Ces propos interviennent quelques jours après la remise en question des conclusions de la commission sur la pédocriminalité dans l'Eglise (Ciase) par des intellectuels catholiques, des critiques rejetées par son président Jean-Marc Sauvé et le chef de l'épiscopat, Eric de Moulins-Beaufort.
"Quand on fait ce genre d'étude, on doit être attentif à l'interprétation que l'on en fait", a déclaré le pape aux journalistes lors d'une conférence de presse dans l'avion le ramenant d'Athènes.
"Lorsque vous réalisez une étude sur une période aussi longue, vous risquez de confondre la façon de voir le problème il y a 70 ans avec la façon de le voir maintenant", a poursuivi le souverain pontife de 84 ans.
Interrogé sur le rapport de la Ciase, qui a créé une déflagration dans l'institution et ouvert la voie à des réparations pour les victimes, le pontife argentin a reconnu ne "pas l'avoir lu" et ne pas avoir eu "connaissance des commentaires des évêques français".
Pour François Devaux, cofondateur de l'association La parole libérée, à l'origine des affaires Preynat et Barbarin, aujourd'hui dissoute, les propos du pape relèvent "de l'ignorance, de la bêtise et du déni".

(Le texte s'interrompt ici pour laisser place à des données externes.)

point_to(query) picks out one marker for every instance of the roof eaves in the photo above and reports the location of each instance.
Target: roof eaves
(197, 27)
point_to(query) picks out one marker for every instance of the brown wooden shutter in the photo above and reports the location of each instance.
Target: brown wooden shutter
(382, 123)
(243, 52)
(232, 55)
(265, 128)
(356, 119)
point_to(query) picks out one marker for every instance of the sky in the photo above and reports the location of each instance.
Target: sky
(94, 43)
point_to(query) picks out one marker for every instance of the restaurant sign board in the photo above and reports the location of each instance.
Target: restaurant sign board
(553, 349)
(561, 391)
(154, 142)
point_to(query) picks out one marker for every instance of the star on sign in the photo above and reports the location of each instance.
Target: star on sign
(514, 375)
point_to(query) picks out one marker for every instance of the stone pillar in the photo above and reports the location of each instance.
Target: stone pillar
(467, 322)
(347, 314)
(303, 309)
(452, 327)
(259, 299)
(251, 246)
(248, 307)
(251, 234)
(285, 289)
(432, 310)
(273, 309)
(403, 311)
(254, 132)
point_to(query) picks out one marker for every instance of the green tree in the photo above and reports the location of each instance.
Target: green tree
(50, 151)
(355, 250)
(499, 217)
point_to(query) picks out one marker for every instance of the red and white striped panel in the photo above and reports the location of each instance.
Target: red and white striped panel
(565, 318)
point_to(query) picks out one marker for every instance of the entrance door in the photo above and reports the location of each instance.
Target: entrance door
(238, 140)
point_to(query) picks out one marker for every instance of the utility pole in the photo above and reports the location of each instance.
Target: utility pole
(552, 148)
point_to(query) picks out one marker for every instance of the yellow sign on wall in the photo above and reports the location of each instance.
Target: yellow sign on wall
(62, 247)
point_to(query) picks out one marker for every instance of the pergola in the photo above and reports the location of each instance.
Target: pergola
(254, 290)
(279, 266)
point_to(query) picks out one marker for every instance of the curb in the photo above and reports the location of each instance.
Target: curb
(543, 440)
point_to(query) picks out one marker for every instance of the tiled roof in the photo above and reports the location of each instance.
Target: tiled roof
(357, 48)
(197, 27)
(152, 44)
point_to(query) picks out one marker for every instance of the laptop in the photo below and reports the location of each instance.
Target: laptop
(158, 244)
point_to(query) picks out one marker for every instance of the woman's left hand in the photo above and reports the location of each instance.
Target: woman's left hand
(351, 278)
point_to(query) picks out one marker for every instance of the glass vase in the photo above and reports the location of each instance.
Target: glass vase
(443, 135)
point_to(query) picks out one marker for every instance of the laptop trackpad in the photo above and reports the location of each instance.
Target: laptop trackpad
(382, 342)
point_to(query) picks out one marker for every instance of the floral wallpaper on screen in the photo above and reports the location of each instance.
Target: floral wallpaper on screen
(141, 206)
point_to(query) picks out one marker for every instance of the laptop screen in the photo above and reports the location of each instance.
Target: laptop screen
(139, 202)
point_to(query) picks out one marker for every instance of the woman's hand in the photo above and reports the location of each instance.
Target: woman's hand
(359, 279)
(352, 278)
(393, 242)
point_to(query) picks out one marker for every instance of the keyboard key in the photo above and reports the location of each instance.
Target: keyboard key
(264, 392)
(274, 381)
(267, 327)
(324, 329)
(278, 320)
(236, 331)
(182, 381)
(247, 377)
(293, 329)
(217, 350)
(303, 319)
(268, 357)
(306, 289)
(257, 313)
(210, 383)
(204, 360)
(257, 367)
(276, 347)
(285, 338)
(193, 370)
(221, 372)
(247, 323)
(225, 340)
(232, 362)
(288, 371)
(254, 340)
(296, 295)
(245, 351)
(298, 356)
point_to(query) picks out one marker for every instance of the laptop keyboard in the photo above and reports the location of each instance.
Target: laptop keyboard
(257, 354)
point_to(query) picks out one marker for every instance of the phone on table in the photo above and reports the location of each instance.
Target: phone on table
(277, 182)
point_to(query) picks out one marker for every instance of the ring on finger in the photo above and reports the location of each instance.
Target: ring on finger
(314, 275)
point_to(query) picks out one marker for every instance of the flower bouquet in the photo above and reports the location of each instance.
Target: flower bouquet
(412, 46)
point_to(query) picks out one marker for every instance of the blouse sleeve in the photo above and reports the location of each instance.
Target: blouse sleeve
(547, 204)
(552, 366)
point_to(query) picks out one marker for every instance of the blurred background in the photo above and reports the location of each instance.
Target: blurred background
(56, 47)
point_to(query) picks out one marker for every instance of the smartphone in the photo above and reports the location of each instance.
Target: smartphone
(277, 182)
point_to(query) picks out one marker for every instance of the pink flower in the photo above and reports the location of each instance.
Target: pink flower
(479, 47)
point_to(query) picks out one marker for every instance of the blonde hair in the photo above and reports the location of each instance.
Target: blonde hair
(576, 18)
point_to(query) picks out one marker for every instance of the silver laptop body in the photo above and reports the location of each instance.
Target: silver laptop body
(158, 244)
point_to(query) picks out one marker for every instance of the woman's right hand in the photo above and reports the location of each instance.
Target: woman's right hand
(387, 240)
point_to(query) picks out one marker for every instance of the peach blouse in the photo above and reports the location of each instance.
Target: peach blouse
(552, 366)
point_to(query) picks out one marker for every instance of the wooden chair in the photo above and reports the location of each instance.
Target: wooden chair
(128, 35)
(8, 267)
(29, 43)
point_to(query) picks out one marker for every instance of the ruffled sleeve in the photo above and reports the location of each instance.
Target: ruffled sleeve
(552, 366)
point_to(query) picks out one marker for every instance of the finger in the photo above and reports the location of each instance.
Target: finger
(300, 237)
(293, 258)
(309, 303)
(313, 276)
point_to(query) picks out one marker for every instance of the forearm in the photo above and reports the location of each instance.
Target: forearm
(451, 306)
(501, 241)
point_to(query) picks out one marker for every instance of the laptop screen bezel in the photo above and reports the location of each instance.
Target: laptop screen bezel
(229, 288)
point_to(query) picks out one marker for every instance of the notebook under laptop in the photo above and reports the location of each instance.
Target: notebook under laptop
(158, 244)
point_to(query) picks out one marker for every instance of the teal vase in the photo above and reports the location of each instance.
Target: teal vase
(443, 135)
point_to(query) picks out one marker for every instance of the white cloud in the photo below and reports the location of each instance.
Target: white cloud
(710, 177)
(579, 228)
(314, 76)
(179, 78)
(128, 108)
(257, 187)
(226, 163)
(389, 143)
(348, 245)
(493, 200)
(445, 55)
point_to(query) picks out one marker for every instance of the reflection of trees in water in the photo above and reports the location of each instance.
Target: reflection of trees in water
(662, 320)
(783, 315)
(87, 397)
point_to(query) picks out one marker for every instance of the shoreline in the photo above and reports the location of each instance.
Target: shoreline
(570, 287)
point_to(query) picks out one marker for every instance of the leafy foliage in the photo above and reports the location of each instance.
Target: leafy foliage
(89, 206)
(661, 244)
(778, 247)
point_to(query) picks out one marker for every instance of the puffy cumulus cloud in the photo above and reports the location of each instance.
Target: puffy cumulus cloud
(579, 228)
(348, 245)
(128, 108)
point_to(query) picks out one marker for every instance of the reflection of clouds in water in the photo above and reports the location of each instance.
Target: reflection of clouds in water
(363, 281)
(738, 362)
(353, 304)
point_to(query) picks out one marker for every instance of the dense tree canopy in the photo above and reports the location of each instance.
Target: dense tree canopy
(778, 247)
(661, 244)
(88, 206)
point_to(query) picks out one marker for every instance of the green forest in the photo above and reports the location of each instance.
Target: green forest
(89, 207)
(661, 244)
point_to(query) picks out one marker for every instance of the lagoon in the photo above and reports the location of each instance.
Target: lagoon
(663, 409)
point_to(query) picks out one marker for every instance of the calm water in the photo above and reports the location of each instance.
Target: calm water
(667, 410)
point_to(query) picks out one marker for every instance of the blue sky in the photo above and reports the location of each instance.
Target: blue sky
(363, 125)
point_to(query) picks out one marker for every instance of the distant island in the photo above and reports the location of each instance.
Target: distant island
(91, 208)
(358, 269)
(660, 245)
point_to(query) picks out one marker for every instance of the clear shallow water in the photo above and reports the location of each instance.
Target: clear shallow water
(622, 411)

- "Manque de discernement" -
"La commission Sauvé a fait un travail pendant trois ans, et cela ne l'intéresse pas!". "Au moment où les choses sont en train d'aboutir, il balaie ça d'un revers de la main (...) C'est affligeant", a-t-il réagi auprès de l'AFP.
Selon M. Devaux, "il y a un grave manque de discernement (du souverain pontife, ndlr) et aucune volonté de se confronter à la réalité". "Ca va permettre à tous de comprendre: le pape, c'est le coeur du problème", a-t-il tranché.
Début octobre, François avait exprimé sa "honte" après les révélations choc de la Ciase, qui a estimé à 330.000 le nombre de personnes de plus de 18 ans ayant fait l'objet de violences sexuelles en France depuis 1950, quand elles étaient mineures, de la part de clercs, religieux ou personnes en lien avec l'Eglise.
La commission a également pointé "un ensemble de négligences, de défaillances, le silence et une couverture institutionnelle qui ont présenté un caractère systémique", des conclusions face auxquelles l'épiscopat et les congrégations religieuses ont dit leur "honte absolue" et leur "effroi".
Une partie des 22 membres de la Ciase devaient être reçus le 9 décembre au Vatican, mais la rencontre a été reportée sine die.
Interrogé par la presse, le pape est par ailleurs revenu sur la démission de Mgr Michel Aupetit, estimant que la réputation de l'archevêque de Paris avait été salie par "les commérages", l'empêchant ainsi de "gouverner".
"Quand la rumeur grandit, grandit, grandit et atteint la réputation d'un homme, celui-ci ne peut plus gouverner (...) Et c'est une injustice. C'est pourquoi j’ai accepté la démission de Mgr Aupetit, non pas sur l’autel de la vérité mais sur l'autel de l'hypocrisie", a-t-il expliqué.
Il a cependant évoqué "un manquement" de la part de Mgr Aupetit "au sixième commandement" ("Tu ne commettras pas d'adultère", ndlr), "pas total mais des petites caresses et des massages qu'il faisait à sa secrétaire".
Jeudi, le Vatican avait annoncé que le pape avait accepté la démission du prélat de 70 ans, qui avait été accusé, dans la presse, d'avoir entretenu une relation intime avec une femme, ce qu'il a catégoriquement démenti.